8 Tips for Out-of-State Freshman

Going out of state for college can be no big deal for some, but for others, it's a huge life adjustment. Region, culture, climate, and tons of other things can shake up how you see the world, just as you're going out on your own for the first time. And while it might seem like everyone has it figured out, especially if there are tons of people around you who went to the same college as half of their high school class and can go home whenever they want, remember that there are tons of advantages to getting outside of your home state and comfort zone. But while you're figuring everything out, here are a few tips to help you get out there. 

 

  1. 1. Look for an Out-of-State student group

    Your school might have a special group or experience set up just for out-of-state Freshman. This group is most likely responsible for hosting events for out-of-state freshman so that they can talk, bond, and get to know each other. Watch out for events held by a group like this (at LMU it's the Out of State Council), or find a way to get involved by being a part of the group who organizes the events. 

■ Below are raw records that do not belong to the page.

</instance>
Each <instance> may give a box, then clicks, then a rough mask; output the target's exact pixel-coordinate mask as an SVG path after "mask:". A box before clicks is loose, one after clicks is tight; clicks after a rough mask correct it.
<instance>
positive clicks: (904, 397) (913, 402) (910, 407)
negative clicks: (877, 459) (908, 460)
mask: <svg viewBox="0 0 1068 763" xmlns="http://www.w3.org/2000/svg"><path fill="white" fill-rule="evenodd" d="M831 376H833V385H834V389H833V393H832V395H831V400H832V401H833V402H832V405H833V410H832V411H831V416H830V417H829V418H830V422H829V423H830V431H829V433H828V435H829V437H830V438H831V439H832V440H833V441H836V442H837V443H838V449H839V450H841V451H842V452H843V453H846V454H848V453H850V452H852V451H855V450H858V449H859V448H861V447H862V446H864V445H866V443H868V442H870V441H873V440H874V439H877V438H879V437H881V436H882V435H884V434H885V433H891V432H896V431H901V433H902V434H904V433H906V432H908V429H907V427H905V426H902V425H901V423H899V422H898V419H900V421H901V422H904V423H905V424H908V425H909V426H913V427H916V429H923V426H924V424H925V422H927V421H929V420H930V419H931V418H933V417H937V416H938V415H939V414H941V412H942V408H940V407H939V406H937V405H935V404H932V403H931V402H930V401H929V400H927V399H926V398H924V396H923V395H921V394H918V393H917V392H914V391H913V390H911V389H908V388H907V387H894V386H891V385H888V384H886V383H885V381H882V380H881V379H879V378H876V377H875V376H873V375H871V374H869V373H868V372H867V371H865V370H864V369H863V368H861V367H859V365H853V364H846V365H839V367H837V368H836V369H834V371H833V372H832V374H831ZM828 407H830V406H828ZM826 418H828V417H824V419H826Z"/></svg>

  2. 2. Go to school-sponsored events and gatherings

     

     

    Schools want everyone to be involved on campus. Whether it’s clubs, jobs, sports, Greek life, or something else, help to pump up the school spirit at all the events on campus. It’s a great way to meet people and immerse yourself in the culture of your school.

  3. 3. Join clubs

    While signing up for a ton of clubs at the beginning of the year might seem daunting, sign up for as many as you can and then whittle down later. The clubs that you do decide to join will be a great place to meet people who share your interests, and can also be a resource for you throughout the year. 

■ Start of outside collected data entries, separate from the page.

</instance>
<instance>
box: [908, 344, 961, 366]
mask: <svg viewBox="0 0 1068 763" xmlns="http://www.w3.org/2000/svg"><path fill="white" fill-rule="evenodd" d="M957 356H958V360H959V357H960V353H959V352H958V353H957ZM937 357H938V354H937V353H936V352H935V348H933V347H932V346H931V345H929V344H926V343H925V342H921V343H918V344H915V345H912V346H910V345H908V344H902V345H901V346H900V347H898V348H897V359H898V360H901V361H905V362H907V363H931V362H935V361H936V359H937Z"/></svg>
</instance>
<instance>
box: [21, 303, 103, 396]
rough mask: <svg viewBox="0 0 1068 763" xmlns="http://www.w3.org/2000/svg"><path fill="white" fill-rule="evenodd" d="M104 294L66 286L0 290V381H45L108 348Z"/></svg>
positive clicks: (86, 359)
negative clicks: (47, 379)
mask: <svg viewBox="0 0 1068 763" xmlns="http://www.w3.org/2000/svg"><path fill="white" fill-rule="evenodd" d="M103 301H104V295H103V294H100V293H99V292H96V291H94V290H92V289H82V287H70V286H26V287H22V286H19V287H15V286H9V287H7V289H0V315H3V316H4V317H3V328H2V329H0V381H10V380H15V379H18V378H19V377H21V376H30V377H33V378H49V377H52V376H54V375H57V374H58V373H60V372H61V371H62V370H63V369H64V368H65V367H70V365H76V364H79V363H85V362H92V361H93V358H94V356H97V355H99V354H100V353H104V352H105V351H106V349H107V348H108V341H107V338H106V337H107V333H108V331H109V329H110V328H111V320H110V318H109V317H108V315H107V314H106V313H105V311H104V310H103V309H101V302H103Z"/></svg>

  4. 4. Get to know people from a variety of places

    Having a diverse group of friends (even if they don’t all hang out together) will help you and make your college experience so much livelier. Think of all the basic facts you say about yourself when introducing yourself on the first day of class, and then try to meet people who share none of your same answers (school, major, hometown, etc.). Knowing people in a variety of places will help you to be more involved on campus, and it’ll mean that you’ve got an inside track into tons of stuff that’s going on.

  5. 5. Go out and explore beyond the campus

    While it can sometimes be hard to get off campus your first year (especially if you don’t have a car), making an effort to explore the city or town around you can really help to fuel your comfort levels. The more you explore and start to feel like a local, the more comfortable you’ll feel at school.

  6. 6. Seek out help if you need it

    Moving away from home can be hard. If you’re struggling mentally, check to see if your school has a Student Psychological Services center where you can talk to a professional about how you’re feeling and adjusting. Additionally, look out for professors and faculty who you really click with. Whether it’s an advisor, coach, or professor you’ve just heard is really cool, know that they want to be there for you to help you, personally and academically. And who knows, maybe they’re far from their hometowns too!

  7. 7. Call your family!

    Your family wants to hear from you! FaceTime, Skype, call, text, whatever it may be. Don’t go too long without talking to your family. It will help to keep you connected and on the same page so you can pick up right where you left off when you go home for breaks.

  8. 8. Remember how long you're actually there

    In the grand scheme of your life, your four years at college is a little blip. Regardless if you plan to stay where your college is after graduation, move back home, or go somewhere new, remember that your time in college is short and that you should make the most of it!